First time with this girl. Here we are at her place when I finally muster the courage to go for the kiss. After a minute or two of kissing she suggests going to the bedroom. I finished before actually doing it. She was cool about it and I was prepared for something of this sort to happen so although feeling bad I didn’t really get too emotional.

Next day we try again. This time we discussed my previous experience and how I felt nervous. I couldn’t maintain an erection while putting on a condom. She got impatient and gave me a disappointed look.

At this point my nerves cracked and I had a complete mental breakdown. I overshared things like how I feared exactly this would happen or how I care too much about the opinion of others or how I am scared to visit a doctor because what if there is something wrong with me.

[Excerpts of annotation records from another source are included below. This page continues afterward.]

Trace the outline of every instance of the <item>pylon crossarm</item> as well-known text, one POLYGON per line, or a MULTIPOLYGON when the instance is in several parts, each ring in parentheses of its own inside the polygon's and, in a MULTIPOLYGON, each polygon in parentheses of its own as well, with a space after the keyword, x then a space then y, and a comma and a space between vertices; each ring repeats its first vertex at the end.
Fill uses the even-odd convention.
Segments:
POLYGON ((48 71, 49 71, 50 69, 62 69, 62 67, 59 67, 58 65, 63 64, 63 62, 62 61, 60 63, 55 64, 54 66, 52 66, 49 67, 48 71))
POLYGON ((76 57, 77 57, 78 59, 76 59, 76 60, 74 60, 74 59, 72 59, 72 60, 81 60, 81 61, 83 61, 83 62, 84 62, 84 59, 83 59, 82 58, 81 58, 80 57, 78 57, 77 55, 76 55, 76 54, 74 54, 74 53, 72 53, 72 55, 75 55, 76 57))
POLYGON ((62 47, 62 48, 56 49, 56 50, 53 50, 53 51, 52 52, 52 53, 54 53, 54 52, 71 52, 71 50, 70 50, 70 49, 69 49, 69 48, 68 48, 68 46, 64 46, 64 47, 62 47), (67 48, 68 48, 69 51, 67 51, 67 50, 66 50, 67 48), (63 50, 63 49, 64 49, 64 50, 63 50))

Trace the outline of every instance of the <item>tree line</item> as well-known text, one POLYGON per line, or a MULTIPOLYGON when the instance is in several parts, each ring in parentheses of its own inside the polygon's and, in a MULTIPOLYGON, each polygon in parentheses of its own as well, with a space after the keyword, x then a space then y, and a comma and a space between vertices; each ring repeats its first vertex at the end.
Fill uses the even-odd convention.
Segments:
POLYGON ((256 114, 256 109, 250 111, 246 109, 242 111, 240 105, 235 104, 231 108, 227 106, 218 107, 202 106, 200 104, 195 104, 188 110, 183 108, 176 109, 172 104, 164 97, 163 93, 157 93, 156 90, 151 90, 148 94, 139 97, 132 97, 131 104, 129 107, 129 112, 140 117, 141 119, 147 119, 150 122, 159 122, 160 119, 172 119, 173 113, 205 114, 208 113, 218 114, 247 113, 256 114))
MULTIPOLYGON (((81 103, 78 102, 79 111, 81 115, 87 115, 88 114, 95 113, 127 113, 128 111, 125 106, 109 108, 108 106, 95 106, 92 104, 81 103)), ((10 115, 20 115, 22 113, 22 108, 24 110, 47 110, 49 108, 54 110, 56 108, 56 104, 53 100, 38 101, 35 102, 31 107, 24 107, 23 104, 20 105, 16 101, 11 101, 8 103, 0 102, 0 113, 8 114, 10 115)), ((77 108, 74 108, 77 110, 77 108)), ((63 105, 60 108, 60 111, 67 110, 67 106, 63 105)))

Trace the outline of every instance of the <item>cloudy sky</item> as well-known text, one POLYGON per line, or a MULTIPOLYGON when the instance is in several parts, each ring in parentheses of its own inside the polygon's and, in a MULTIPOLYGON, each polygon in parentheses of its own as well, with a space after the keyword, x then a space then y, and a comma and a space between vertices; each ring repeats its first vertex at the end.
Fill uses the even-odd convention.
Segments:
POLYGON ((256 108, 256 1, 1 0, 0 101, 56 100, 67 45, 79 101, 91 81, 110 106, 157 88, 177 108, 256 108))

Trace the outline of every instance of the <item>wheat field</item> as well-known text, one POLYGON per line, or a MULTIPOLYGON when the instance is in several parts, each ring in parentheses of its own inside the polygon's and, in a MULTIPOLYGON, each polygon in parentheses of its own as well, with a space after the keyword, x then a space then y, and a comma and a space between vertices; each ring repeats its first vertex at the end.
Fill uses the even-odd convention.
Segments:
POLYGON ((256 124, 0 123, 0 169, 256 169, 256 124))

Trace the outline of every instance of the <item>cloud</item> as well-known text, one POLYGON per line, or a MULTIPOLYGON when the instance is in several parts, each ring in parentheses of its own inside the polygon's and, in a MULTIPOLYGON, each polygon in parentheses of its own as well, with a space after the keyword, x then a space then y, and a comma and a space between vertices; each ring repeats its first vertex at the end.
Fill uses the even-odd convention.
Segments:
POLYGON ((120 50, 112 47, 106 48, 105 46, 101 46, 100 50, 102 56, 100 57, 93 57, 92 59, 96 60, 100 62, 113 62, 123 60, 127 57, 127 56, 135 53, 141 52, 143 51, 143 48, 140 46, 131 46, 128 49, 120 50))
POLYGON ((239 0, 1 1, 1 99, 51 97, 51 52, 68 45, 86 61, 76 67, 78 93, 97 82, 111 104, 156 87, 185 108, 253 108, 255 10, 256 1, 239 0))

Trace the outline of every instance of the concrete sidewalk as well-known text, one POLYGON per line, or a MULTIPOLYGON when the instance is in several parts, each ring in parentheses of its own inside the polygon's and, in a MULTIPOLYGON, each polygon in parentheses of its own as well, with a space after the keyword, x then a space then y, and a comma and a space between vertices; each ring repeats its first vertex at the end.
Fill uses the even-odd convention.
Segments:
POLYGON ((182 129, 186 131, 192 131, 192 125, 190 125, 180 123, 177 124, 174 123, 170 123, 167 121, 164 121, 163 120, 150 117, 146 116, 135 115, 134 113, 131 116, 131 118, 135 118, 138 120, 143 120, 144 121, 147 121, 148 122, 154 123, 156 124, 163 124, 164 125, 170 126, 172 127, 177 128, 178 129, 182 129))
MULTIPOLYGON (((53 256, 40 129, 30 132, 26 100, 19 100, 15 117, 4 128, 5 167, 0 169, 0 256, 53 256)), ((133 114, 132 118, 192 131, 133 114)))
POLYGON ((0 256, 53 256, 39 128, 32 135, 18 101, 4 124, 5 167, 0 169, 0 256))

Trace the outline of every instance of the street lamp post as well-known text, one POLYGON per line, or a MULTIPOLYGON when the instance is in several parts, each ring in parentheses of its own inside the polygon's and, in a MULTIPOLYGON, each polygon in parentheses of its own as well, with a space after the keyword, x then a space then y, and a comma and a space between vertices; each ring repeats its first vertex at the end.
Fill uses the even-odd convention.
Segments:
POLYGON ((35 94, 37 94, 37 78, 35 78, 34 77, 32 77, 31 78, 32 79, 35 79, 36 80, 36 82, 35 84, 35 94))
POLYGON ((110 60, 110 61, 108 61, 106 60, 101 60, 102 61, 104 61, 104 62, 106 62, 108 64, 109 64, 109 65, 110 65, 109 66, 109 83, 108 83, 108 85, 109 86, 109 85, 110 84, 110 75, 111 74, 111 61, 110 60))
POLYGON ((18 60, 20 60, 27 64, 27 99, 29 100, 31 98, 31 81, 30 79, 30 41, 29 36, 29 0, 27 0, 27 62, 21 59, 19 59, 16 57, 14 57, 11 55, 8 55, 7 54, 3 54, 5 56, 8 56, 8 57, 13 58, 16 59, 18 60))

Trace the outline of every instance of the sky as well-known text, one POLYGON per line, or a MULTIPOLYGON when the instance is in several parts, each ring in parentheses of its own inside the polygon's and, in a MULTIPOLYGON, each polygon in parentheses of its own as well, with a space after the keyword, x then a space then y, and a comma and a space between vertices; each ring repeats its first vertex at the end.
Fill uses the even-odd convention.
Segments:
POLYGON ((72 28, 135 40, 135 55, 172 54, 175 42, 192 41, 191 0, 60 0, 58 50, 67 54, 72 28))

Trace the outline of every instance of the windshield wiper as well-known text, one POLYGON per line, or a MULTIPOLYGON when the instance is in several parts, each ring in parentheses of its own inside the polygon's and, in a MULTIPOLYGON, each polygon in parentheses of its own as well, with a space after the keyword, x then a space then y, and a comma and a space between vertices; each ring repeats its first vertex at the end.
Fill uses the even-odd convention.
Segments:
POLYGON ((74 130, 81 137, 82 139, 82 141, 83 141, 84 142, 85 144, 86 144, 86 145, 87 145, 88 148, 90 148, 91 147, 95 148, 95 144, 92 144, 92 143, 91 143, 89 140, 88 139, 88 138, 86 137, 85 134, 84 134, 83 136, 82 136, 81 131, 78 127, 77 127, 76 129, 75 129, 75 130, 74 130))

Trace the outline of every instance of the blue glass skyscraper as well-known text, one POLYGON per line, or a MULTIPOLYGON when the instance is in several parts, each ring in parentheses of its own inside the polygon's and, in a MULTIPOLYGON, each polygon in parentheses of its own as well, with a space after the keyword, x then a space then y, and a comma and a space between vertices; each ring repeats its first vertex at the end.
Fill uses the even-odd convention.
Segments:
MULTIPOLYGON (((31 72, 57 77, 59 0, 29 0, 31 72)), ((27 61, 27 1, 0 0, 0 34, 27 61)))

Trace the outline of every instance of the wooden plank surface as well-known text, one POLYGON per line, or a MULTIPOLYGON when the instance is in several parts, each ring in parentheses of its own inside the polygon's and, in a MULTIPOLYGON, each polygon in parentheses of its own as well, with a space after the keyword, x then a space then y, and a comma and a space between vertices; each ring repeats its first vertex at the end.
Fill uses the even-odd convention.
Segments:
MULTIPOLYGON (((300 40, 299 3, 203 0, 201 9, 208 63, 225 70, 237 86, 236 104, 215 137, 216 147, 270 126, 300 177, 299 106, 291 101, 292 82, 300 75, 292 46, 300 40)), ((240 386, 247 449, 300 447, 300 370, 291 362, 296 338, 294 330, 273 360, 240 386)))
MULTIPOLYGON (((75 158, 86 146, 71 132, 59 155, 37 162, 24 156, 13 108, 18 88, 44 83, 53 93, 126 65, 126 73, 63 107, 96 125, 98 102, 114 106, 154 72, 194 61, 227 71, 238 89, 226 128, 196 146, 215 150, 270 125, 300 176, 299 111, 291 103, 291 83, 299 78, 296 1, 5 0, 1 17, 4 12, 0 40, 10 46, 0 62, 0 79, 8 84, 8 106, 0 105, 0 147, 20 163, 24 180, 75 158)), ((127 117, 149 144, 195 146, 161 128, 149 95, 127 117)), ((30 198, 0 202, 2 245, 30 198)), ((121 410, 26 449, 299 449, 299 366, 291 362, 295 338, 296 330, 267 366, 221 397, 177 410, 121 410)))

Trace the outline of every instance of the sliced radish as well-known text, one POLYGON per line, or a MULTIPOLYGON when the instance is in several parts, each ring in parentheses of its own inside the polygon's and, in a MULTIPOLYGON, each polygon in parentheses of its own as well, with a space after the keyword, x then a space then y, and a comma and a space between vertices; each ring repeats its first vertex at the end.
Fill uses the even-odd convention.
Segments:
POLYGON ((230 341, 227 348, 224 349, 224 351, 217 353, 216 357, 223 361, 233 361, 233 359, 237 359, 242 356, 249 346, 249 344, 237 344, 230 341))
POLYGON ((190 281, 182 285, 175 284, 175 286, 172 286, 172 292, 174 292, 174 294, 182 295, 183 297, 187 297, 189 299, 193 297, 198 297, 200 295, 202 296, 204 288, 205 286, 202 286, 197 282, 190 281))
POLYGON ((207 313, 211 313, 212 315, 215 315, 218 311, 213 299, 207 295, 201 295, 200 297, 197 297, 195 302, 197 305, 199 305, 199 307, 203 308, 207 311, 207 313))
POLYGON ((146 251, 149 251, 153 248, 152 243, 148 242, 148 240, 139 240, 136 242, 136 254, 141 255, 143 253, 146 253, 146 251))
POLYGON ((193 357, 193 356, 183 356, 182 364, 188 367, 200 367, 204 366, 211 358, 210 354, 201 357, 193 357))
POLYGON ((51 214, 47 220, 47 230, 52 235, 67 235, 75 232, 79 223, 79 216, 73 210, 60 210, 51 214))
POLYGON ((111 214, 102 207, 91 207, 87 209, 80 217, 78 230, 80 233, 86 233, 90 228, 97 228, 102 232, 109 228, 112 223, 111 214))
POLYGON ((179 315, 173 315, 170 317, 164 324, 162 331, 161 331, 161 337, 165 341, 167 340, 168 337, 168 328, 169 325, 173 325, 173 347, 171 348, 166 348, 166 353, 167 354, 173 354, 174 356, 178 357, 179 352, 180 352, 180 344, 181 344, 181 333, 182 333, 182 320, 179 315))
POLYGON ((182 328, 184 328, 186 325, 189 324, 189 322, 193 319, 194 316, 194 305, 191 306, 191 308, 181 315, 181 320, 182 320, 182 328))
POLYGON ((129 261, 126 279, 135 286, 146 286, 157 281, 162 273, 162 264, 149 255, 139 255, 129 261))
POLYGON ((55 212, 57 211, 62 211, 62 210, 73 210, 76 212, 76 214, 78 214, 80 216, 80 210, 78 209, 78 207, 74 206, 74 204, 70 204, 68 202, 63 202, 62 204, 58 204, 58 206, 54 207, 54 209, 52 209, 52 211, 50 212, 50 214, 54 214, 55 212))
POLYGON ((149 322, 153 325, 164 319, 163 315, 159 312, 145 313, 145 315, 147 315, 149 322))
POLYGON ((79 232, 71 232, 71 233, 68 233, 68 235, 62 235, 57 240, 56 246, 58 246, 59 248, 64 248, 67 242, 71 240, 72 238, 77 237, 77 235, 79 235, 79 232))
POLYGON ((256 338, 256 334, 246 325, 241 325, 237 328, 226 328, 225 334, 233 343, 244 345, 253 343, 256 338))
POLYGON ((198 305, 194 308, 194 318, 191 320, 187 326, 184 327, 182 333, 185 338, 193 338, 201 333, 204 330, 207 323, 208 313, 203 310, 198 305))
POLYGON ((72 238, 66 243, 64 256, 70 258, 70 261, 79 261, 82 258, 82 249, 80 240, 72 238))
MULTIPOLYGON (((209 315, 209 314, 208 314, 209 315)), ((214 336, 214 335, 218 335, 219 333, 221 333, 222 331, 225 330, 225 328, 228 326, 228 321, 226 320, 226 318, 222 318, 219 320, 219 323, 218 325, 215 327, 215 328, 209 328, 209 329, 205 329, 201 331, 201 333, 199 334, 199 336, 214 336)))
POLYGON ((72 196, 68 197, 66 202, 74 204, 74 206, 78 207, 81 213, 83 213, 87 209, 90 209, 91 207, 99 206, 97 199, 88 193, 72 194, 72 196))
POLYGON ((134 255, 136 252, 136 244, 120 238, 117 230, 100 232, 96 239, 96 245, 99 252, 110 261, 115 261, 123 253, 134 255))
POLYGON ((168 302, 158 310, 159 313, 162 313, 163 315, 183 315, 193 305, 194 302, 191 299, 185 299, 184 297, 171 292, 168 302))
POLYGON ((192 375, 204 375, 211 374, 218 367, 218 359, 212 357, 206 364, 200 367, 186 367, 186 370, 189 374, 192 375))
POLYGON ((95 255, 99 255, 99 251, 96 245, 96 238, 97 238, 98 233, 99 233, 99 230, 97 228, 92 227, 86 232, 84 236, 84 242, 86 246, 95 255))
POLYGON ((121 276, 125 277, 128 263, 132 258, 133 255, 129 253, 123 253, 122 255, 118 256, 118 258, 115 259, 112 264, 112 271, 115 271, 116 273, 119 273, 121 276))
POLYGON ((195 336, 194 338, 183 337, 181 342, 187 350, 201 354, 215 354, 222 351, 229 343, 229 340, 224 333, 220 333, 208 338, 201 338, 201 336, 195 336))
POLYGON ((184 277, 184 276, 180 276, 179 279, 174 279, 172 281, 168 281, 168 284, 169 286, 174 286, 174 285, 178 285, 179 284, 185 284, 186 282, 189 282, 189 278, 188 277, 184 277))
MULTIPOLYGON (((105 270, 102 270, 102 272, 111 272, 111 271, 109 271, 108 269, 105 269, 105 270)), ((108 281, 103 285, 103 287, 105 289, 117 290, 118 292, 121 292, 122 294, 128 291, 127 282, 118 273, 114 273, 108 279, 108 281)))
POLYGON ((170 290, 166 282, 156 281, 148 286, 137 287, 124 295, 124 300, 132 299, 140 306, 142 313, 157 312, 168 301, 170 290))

After that night she has kept her distance. When I asked about us she replied there is absolutely no chance and we must have a serious discussion of my issues. She says I am unstable and my reactions are not fitting my age. Almost two weeks later this conversation is yet to come.

In conclusion, I realize I messed up. I let my insecurities get the best of me and overshared too early on into the relationship. My friends say that I am not to blame and she was too harsh on me but I can’t stop blaming myself. I don’t understand why can’t I deserve a chance? How to move on from this? How to stop feeling like a pathetic looser? I can’t really blame her for loosing interest since sexual compatibility is important to relationships but I feel wronged – one mistake from my end and it’s all over.

2 comments
  1. Talk to your doctor work on yourself. Sex is mainly about confidence:) and great communication :). You’re anxiety is getting in the way of your performance and that’s honestly ok. It’s like doing anything with pressure it’s stressful and difficult what’s not ok is how you reacted toward her. You should accept the fact and apologize maybe she’ll forgive if you. As for the bedroom issues start slow and have a plan 🙂 and slowly build your confidence. Rooting for you OP

  2. This happens to every guy – don’t fret.

    When I went through a similar issue like this with my gf we just talked and dialed things back and then went back much more slowly and things were fixed. Her leaving you is a reflection of her, not you.